Es riecht nach Maschinenöl. Bloß raus hier! In dem Fall kein
Problem, denn die alte MS "Finnmarken" befindet sich nicht auf
See. Aufgebockt und an ein gläsernes Gebäude angedockt, steht
sie im Hafen von Stokmarknes und erinnert als größtes Exponat
im Hurtigruten-Museum an die mehr als hundertjährige Geschichte der
norwegischen Postschifflinie.
Schiffahrtsbegeisterte Puristen haben es nicht so eilig, schlendern voll
Wehmut durch die schmalen Gänge. Träumen von den guten alten
Zeiten, als eine Fahrt mit dem Postschiff noch etwas archaisches an sich
hatte. Wenig Komfort und Bequemlichkeit, dafür eine intensive Verbindung
zum Schiff, dessen pulsieren des Maschinengedröhn überall zu
hören und zu fühlen war. Doch die meisten sind froh, dass auf
sie nebenan im Hafen ein neuer, moderner Schnelldampfer wartet, auf dem
die von Kennern als "schönste Seereise der Welt" postu-lierte
Tour entlang der norwegischen Küste nicht nur landschaftlich zu einem
beeindruckenden Erlebnis wird. Mit Aussichtslounge und Swimmingpool reist
man dann recht komfortabel von Norwegens heimlicher Hauptstadt Bergen
im Süden bis jenseits von Polarkreis und Nordkap nach Kirkenes, dem
letzten Ort vor der russischen Grenze. Und doch ist es alles andere als
eine Luxuskreuzfahrt, denn auch in Zeiten von Luftpost und E-Mail erfüllt
die traditionelle Postschifflinie eine wichtige Funktion für Transport
und Verkehr.
Gewiss, Briefe werden heutzutage auf schnellerem Weg befördert. Aber
es gibt so viel anderes, was per Linienschiff transportiert wird: Ersatzteile
für Schiffe, Gartenplatten, Paletten voller Getränke oder Fisch.

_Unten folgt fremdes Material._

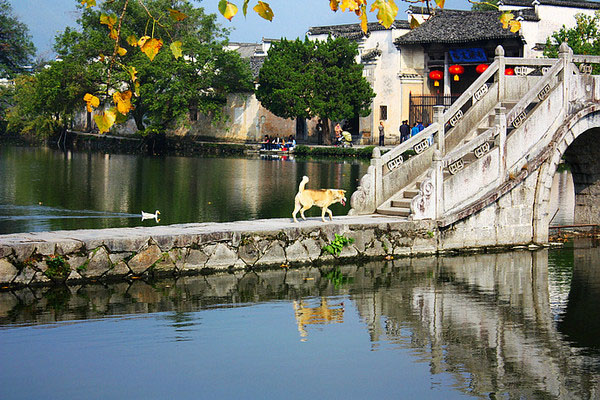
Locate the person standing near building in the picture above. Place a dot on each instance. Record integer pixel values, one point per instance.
(404, 131)
(414, 130)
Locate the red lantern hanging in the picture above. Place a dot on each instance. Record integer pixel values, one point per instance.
(481, 68)
(436, 76)
(456, 70)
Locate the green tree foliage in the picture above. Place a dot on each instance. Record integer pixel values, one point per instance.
(169, 86)
(16, 48)
(306, 79)
(583, 38)
(490, 5)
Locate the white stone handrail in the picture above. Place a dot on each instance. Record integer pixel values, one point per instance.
(468, 94)
(470, 146)
(581, 58)
(530, 62)
(432, 129)
(532, 94)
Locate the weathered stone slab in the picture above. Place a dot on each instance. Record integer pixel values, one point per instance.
(144, 260)
(8, 272)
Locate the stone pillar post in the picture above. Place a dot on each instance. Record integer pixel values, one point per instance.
(438, 117)
(500, 123)
(438, 182)
(501, 66)
(565, 54)
(447, 89)
(377, 165)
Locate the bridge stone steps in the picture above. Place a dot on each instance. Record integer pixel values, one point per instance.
(399, 205)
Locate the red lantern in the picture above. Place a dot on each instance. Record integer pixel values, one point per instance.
(436, 76)
(481, 68)
(456, 70)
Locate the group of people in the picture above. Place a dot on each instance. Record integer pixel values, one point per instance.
(406, 131)
(277, 143)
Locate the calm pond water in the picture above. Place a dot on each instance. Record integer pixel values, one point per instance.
(498, 326)
(43, 189)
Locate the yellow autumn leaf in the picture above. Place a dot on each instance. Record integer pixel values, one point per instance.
(132, 40)
(88, 3)
(133, 73)
(350, 5)
(363, 19)
(177, 15)
(515, 26)
(387, 11)
(227, 9)
(109, 20)
(505, 19)
(176, 49)
(105, 120)
(264, 10)
(91, 101)
(413, 22)
(143, 40)
(151, 47)
(123, 101)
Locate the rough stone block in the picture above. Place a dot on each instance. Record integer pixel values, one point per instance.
(221, 257)
(195, 259)
(8, 272)
(97, 265)
(119, 269)
(178, 257)
(248, 253)
(25, 276)
(24, 251)
(68, 246)
(313, 247)
(274, 255)
(144, 260)
(45, 248)
(297, 253)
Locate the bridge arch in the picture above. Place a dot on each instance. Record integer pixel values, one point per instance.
(577, 141)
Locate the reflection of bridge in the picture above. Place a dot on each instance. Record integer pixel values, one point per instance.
(487, 177)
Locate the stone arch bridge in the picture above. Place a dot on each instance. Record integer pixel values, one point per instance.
(483, 169)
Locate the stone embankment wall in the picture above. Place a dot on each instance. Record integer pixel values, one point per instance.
(45, 258)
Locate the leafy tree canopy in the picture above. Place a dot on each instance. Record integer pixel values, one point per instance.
(583, 38)
(308, 79)
(16, 48)
(120, 43)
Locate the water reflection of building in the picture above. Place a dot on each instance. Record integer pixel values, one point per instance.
(487, 323)
(486, 320)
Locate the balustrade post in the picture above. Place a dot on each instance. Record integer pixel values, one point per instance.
(500, 123)
(377, 164)
(565, 54)
(438, 181)
(501, 67)
(438, 117)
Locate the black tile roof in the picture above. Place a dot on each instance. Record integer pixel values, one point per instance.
(458, 26)
(354, 31)
(594, 5)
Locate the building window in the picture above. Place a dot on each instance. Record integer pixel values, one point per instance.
(383, 113)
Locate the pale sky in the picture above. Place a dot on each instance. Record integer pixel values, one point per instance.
(292, 18)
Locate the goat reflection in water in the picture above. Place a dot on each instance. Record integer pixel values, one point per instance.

In jedem der mehr als 30 Häfen auf der rund 1250 Seelmeilen langen
Strecke beobachten die Passagiere aufs Neue fasziniert, was ein- und ausgeladen
wird. Umgekehrt ist für die Küstenbewohner die tägliche
Ankunft der Hurtigrute ein besonderes Ereignis. In Sandnessjøen
etwa, wo zwei Frauen noch eilig selbstgestrickte Socken und Handschuhe
mit den berühmten Norwegermustern auf Klapptischen drapieren, als
die südlich gehende "Kong Harald" mit potentiellen Kunden
in den Hafen einfährt. Oder auf den Lofoten, wo drei Teenager zu
heißen Rhythmen aus einem riesigen Ghettoblaster tanzen und artig
danken, wenn die Passagiere auf Landgang ein paar Kronen in ihren Hut
werfen.
In Rørvik umringen alle eine Dame, die am Kai steht und mit einem
Täfelchen auf ihr Museum aufmerksam macht. Im warmen Abendlicht spazieren
sie zum "Kystmuseet", dem Küstenmuseum, des Bilderbuchortes
auf der Inselgruppe Vikna. Ein schmuckes Schatzkästchen mit einem
Kramerladen aus dem 19. Jahrhundert, der auch zur kulinarischen Reise
in die Vergangenheit einlädt: Pfefferminzpastillen in großen
Gläsern, tiefschwarze Lakritz, kleine Tütchen mit Stockfisch,
dem berühmten getrockneten Dorsch von den Lofoten.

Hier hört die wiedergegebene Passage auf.